About 100 or so Australian fighters have traveled to fight in Syria and Iraq, among the thousands of Westerners estimated to have done so. Australia’s government has taken a particularly hard line, widening its security laws and introducing a foreign-fighter bill that punishes those who merely travel to certain high-risk regions without a valid reason with prison sentences of up to five years. Those suspected of joining state-designated terrorist groups, such as ISIL or Al-Qaeda-affiliated Jabhat Al-Nusra (the Nusra Front), face mandatory detention upon return and up to 25 years in prison.
Even in the case of the “accidental terrorists,” Australian Attorney General George Brandis has said he would stand by the new laws. “Where there is evidence Australians have participated in the conflict … they will be subject to the law upon their return,” he said.
According to Moazzam Begg, a former Guantánamo detainee who now heads Cage, a London-based advocacy group, scores of British citizens have met a similar fate. Begg, who recently spent seven months in the U.K.’s Belmarsh prison on terrorism charges, told The Guardian in October that he met returned fighters and even humanitarian workers at that facility who were detained upon entry. Begg was later released after the charges against him were dropped.
“Some of the guys I met in Belmarsh had gone to Syria to help in a humanitarian defensive role, stayed for a few weeks and, crucially, didn’t want to get involved with the infighting between rebel groups, yet the British government imprisoned them,” he told The Guardian. “If you come back because of the infighting, it means that you are not ideologically attached to groups like [ISIL].”
Separate the legal debate, many counterterrorism experts also argue that threatening returned fighters with prison could be counterproductive to combating ISIL. They argue that disillusioned fighters are a government’s most convincing argument against extremist violence and that fighters should be welcomed back to tell their cautionary tales about the false allure of jihad.
Some have argued that offering limited amnesty for those who renounce ISIL would lure disillusioned would-be returnees in larger numbers and weaken the insurgency. They point to the Danish model, which pairs intensive deradicalization programs with close surveillance of high-risk individuals.
Despite the threats of prosecution, Australian authorities are urging the men to return home before they engage in other actions punishable under the law.

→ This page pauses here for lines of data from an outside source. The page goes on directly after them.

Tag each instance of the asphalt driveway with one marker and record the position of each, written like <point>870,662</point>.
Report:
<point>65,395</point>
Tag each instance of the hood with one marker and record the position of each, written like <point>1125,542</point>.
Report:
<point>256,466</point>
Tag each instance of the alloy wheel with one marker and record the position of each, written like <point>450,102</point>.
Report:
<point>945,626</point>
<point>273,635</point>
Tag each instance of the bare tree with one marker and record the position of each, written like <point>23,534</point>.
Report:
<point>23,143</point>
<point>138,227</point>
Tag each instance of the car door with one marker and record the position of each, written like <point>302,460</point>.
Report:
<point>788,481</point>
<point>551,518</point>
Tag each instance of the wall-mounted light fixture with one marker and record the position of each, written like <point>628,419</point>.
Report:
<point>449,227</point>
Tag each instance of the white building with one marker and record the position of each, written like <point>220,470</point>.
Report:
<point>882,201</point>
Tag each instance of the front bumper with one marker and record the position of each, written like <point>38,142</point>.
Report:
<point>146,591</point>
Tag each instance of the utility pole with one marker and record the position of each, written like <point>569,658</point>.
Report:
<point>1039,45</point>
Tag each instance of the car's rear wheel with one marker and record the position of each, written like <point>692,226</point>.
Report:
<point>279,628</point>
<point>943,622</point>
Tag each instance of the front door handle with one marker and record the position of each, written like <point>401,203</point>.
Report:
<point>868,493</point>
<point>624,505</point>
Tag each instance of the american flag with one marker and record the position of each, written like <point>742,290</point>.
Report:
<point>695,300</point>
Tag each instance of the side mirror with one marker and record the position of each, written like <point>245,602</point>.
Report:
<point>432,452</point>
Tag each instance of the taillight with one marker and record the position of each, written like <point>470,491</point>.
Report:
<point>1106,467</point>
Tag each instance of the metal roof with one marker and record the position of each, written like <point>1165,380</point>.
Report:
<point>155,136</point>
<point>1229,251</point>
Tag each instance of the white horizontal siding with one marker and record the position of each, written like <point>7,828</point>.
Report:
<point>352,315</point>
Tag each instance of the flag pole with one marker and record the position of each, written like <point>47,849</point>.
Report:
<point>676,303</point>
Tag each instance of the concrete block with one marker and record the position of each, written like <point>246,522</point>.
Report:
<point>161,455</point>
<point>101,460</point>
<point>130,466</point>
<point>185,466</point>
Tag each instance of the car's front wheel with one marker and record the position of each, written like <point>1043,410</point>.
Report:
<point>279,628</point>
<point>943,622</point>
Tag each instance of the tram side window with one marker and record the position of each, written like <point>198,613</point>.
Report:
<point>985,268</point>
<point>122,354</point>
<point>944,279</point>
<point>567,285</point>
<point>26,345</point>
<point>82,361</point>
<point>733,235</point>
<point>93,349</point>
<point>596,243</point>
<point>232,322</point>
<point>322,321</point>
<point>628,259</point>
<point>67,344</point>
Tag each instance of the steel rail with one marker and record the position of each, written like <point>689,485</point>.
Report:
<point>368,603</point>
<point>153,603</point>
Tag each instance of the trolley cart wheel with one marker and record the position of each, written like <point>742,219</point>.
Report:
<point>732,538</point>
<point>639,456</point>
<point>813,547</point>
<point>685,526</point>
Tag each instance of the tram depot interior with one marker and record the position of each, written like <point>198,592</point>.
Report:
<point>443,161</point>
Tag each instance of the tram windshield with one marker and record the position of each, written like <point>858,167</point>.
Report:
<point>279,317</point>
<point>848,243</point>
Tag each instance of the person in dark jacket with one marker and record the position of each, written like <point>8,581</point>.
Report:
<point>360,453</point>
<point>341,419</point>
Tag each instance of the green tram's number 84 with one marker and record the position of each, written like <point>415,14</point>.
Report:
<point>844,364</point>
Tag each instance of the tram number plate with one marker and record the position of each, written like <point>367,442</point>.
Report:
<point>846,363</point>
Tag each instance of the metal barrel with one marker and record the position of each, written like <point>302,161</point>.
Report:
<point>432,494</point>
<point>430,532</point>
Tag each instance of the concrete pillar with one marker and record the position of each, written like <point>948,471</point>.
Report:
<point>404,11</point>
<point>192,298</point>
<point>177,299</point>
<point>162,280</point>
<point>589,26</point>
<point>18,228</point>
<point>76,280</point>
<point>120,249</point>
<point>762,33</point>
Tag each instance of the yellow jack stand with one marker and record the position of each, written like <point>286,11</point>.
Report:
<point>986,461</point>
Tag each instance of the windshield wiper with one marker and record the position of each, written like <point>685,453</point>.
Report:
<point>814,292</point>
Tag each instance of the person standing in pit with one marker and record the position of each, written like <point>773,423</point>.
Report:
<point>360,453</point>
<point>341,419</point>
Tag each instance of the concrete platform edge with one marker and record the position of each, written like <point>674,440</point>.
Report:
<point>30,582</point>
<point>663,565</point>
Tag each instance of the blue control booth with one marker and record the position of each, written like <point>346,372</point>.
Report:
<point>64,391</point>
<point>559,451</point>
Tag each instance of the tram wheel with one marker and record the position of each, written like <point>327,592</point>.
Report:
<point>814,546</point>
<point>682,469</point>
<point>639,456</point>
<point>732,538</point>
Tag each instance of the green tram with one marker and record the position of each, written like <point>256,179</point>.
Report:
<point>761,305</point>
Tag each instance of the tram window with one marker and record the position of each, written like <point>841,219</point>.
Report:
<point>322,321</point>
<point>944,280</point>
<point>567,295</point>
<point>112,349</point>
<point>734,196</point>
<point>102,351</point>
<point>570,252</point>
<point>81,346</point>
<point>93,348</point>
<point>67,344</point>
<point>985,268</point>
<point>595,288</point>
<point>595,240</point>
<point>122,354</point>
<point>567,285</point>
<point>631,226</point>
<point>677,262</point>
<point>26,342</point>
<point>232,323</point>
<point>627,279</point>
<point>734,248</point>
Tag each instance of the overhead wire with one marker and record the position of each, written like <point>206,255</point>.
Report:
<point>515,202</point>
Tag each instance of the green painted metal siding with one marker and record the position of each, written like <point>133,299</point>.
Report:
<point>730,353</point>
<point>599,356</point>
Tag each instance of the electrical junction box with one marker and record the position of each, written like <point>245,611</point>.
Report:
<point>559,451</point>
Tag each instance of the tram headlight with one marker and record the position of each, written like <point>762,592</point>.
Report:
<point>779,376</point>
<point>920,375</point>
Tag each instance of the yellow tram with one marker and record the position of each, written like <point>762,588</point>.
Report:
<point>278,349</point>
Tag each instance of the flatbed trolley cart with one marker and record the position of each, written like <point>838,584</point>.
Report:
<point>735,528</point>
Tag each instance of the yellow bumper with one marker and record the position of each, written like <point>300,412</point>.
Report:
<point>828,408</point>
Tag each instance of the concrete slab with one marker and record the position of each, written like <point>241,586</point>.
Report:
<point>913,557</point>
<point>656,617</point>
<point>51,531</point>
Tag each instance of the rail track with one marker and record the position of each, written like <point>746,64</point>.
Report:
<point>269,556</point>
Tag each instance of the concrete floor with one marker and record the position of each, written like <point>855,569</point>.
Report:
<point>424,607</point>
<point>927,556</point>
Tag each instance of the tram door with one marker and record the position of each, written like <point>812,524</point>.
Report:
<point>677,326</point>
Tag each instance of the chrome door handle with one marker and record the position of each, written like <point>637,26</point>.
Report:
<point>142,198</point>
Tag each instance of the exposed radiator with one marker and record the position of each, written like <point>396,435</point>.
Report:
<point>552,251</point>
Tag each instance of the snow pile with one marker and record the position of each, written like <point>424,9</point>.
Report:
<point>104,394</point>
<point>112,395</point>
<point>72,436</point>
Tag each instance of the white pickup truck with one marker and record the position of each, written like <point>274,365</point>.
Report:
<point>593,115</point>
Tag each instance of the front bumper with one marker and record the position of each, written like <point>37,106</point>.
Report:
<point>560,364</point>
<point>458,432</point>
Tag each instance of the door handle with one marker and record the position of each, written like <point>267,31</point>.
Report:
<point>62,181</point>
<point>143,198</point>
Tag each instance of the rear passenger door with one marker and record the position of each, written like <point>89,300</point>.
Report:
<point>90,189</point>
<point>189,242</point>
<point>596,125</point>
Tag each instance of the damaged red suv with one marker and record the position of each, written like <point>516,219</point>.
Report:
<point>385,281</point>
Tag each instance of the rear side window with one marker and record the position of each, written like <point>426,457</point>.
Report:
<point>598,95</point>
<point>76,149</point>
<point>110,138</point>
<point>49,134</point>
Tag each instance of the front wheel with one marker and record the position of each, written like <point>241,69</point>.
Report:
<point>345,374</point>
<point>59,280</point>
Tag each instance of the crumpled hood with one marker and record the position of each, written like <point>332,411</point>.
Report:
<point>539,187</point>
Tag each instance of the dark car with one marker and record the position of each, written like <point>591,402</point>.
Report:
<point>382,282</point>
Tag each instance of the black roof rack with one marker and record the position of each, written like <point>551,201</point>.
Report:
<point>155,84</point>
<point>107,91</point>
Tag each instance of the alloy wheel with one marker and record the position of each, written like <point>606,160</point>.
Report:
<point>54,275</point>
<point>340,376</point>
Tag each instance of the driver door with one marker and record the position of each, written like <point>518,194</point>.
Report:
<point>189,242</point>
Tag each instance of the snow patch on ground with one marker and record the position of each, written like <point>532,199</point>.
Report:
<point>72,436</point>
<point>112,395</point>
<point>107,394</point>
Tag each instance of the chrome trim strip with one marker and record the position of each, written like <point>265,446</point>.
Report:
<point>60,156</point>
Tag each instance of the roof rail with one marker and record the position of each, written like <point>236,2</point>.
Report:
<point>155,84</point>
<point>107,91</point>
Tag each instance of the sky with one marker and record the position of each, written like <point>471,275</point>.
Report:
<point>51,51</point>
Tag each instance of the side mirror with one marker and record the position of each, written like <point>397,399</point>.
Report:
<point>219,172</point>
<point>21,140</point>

The “accidental terrorists” might be inclined to acquiesce. According to El-Kholed, they have already abandoned their brigades and are currently in hiding. But they fear the consequences if their former commanders catch wind of their whereabouts. According to those in contact with ISIL fighters, abandoning religiously binding pledges of loyalty to the caliphate — required of all ISIL conscripts — is punishable by beheading.